Para mi tranquilidad, ella me contó de su aversión a los gérmenes, virus y bacterias, su necesidad constante de estar limpiando y desinfectando todo. Recuerdo que nos reímos mucho por tener cada uno su propio TOC, empatizamos enseguida y comenzamos una linda relación. Le parecía divertido subir los escalones de dos en dos, pedir un número par de ravioles o sorrentinos en el restaurant, y a mí no me costaban sus procesos de desinfección constantes, sus cuidados con los zapatos, la ropa, los productos recién llegados del super
Aquella primera época fue maravillosa. Ella cuidaba cada detalle, por mínimo que fuera, para que yo no tuviera que enfrentarme con los números impuros. La cantidad de tostadas, de mandarinas, de comensales en la mesa. Todo iba bien, hasta el fatídico día en que me invitó a almorzar a la casa de sus padres. Era la primera vez que los vería, la gran presentación. Me puse muy nervioso, y eso me jugó en contra, porque cuando estoy nervioso, se me intensifica la necesidad de que todo sea par. Compré un ramo de doce flores para la madre, dos vinos para el padre, me bañé durante veinte minutos, según las indicaciones específicas de mi novia y, en vez de tomarme la línea 3 de subte, me tomé el bondi 202, luego el 60 para llegar a la casa de mis futuros suegros. Tardé casi el doble de tiempo, pero no me importó. Durante el trayecto conté 20 autos rojos, 24 azules, 46 motos y 16 colectivos. Ya estaba complicado, lo sabía. Desde la parada del bondi hasta la casa, conté 186 pasos. Con la mano transpirada toqué el timbre durante dos segundos y esperé. Enseguida mi novia abrió la puerta, me recibió con dos aerosoles antibacteriales y, luego de desinfectarme, me saqué los zapatos y entré.

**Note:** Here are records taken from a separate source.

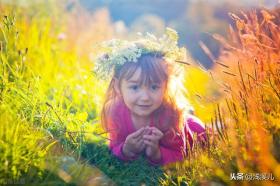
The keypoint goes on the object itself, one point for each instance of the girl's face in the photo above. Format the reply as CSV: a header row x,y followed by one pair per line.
x,y
141,99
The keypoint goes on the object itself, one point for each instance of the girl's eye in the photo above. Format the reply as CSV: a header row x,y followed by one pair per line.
x,y
155,87
134,87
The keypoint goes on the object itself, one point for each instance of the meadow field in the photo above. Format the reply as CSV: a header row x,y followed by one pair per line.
x,y
50,101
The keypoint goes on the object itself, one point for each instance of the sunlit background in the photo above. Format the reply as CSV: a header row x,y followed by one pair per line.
x,y
50,132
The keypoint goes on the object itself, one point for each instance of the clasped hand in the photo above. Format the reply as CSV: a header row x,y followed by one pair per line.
x,y
145,139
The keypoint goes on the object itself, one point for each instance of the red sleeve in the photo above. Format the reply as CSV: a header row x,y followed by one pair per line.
x,y
117,133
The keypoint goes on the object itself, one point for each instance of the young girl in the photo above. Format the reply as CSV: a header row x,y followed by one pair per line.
x,y
140,112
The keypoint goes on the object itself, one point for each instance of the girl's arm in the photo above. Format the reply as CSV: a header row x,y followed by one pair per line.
x,y
116,146
171,148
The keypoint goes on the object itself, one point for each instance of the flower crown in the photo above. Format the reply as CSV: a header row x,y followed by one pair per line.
x,y
118,52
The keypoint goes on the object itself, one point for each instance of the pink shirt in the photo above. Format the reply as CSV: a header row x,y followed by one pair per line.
x,y
172,145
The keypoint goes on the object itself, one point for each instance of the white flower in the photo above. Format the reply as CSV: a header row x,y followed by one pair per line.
x,y
118,52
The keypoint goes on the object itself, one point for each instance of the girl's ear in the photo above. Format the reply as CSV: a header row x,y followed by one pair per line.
x,y
117,86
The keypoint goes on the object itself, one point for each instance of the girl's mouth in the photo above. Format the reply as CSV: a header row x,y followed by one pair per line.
x,y
144,106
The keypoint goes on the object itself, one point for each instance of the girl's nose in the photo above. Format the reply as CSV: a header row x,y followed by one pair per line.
x,y
145,95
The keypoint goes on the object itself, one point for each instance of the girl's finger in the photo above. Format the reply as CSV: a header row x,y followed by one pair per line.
x,y
149,143
150,137
138,133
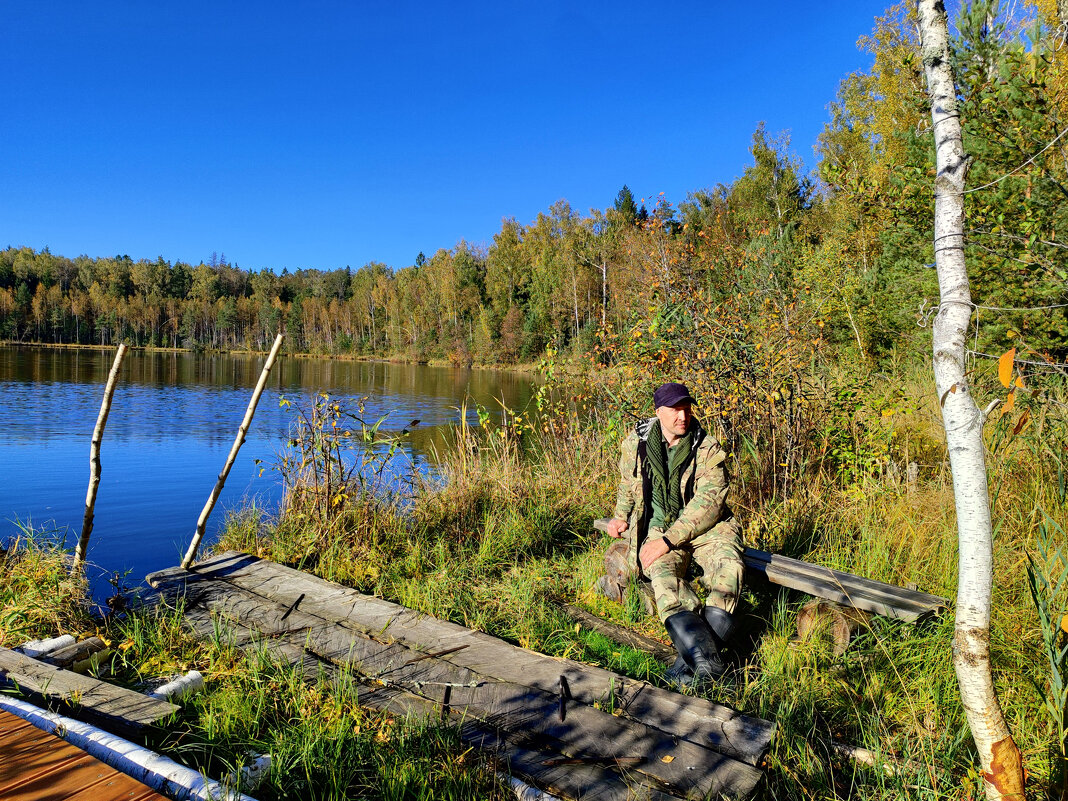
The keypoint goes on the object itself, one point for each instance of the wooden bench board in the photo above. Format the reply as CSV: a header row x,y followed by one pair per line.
x,y
91,696
861,593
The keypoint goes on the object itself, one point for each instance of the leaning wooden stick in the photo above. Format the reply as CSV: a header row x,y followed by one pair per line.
x,y
238,441
94,461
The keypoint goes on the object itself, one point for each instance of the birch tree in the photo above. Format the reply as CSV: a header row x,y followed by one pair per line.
x,y
999,755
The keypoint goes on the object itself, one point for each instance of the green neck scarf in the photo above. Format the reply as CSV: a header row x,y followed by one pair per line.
x,y
665,471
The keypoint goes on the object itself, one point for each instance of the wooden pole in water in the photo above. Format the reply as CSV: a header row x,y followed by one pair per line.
x,y
238,441
94,460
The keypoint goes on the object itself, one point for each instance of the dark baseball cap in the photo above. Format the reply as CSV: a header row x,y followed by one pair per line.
x,y
672,394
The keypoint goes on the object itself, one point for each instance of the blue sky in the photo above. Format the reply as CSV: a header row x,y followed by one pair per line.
x,y
332,134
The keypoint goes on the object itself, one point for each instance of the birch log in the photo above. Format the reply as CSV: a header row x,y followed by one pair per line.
x,y
999,755
94,460
238,441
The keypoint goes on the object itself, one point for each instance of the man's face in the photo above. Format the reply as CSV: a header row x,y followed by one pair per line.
x,y
674,420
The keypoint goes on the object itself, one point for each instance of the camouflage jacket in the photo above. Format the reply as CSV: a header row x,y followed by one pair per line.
x,y
705,484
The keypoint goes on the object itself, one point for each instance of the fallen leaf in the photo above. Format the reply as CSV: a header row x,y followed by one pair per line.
x,y
1005,367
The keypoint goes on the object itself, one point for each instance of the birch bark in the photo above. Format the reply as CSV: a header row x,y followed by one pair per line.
x,y
999,755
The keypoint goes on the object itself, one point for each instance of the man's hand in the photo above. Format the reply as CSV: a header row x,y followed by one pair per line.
x,y
653,550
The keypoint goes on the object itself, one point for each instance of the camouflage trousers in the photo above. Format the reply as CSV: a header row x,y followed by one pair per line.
x,y
718,553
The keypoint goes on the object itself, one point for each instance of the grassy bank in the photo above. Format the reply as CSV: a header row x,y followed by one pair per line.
x,y
503,533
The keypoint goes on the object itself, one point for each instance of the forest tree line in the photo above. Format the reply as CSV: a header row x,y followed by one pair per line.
x,y
842,251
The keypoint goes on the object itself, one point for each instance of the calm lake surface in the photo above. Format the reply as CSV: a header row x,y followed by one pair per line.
x,y
172,423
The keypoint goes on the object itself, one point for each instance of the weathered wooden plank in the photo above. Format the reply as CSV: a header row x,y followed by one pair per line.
x,y
619,633
842,587
696,720
872,596
579,782
584,732
93,697
75,653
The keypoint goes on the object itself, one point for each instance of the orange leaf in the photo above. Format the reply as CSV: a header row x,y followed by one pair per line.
x,y
1021,423
1005,367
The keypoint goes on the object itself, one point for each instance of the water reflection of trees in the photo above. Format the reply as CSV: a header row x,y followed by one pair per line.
x,y
166,395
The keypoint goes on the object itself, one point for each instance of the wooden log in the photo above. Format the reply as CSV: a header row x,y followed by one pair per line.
x,y
94,460
621,633
109,705
688,718
238,441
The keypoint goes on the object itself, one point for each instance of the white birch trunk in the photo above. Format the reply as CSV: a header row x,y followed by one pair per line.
x,y
999,755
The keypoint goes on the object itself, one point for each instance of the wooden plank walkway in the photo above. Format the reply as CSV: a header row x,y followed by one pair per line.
x,y
534,712
842,587
37,766
111,707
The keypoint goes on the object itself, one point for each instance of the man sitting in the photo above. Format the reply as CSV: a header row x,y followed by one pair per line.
x,y
672,506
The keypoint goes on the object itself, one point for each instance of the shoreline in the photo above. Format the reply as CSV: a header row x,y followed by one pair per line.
x,y
524,367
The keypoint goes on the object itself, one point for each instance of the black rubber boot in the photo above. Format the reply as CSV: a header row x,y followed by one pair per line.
x,y
695,644
722,625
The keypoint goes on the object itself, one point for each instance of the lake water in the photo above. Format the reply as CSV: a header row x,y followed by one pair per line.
x,y
172,423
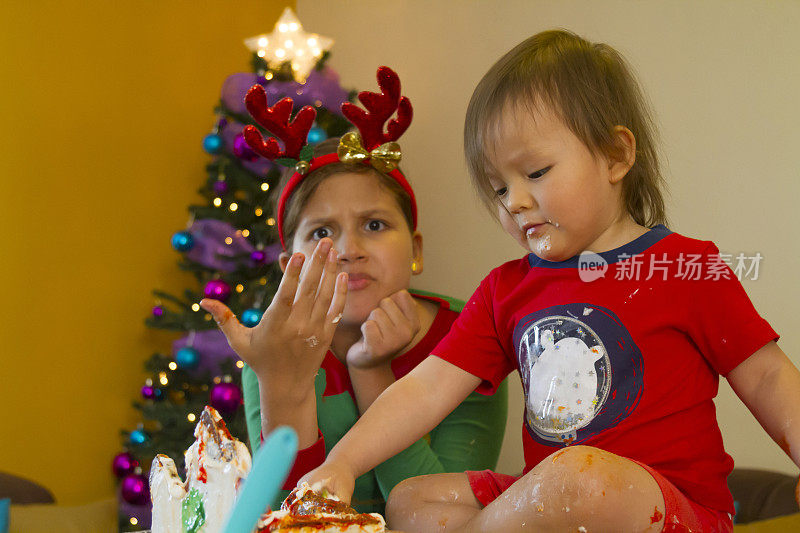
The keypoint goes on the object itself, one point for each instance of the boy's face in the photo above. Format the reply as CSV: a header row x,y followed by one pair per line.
x,y
369,232
555,197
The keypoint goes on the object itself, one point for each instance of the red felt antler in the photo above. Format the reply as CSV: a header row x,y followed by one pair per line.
x,y
380,106
275,119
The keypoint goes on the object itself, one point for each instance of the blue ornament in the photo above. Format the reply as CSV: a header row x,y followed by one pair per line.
x,y
138,437
187,358
316,135
183,241
212,143
251,317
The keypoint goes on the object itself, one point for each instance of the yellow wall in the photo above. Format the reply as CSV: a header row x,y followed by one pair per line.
x,y
104,105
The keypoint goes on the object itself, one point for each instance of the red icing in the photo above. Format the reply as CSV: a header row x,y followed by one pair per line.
x,y
202,475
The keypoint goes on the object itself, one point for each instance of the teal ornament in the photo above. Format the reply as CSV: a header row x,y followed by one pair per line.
x,y
251,317
183,241
316,135
138,437
187,358
212,143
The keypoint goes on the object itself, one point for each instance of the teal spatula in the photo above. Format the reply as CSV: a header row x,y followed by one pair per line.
x,y
271,465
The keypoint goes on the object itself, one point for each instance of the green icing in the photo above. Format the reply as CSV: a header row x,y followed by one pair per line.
x,y
193,514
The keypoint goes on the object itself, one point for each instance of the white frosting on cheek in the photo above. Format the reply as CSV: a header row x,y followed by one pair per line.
x,y
543,245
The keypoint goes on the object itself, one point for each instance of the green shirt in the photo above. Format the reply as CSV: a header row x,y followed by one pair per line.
x,y
469,438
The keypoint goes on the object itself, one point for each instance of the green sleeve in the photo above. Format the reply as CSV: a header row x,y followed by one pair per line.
x,y
468,439
252,407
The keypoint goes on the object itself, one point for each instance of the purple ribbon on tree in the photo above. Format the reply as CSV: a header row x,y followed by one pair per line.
x,y
211,251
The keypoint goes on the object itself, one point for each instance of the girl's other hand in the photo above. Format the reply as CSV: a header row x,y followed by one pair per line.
x,y
389,328
287,346
333,477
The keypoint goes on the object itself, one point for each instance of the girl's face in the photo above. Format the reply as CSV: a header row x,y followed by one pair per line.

En la cocina saludé a mis suegros que terminaban de preparar una paella espectacular, impresionante. El olor me cautivó, se me llenó de saliva la boca y me asomé a pispear la paellera. Gran error ¡Casi me da un ataque! ¡Nada era par! Ni los camarones, ni las arvejas, ni los muslos de pollo. ¡Nada! Mi suegro me ofreció una copa de vino que sin pudor terminé de un solo trago. Me ofreció otra y acepté. Quería, mejor dicho: necesitaba con urgencia arreglar la imperfección en la paellera, pero no me animaba a meter la mano. Mi novia había desaparecido, mi suegra me charlaba animadamente mientras ponía la mesa con esmero, y mi suegro seguía sirviéndome vino sin parar mientras yo bebía sin sacar la vista de la paella. Un sudor helado me corría por la espalda, tiritaba. De pronto me sentí pésimo, el vino empezó a hacer su efecto, ya no escuchaba nada de lo que me decían mis suegros cuando de pronto reapareció mi novia. A su lado, una hermana que yo desconocía y que me saludaba amablemente. Fue el colmo, mi límite, la gota que rebalsó mi vaso de paciencia. Ya no seríamos cuatro personas a la mesa, había alguien más, ergo, número impar. O sea que, aparte de los camarones, las arvejas y el pollo, tendría que lidiar con la impura cantidad de copas, de cubiertos, de sillas. Fue demasiado. El mundo se me desdibujó en un instante, sentí un remolino imparable en mi estómago y, sin previo aviso, abrí la boca y el vino salió disparado sobre la hermosa mesa y todo lo que había en ella.
No recuerdo cómo volví a casa, tampoco supe lo que dije, lo que me dijeron, las caras, tal vez insultos que recibí. Cuando recobré la conciencia, estaba en mi cama, tranquilo, y abrazado a mis dos almohadas.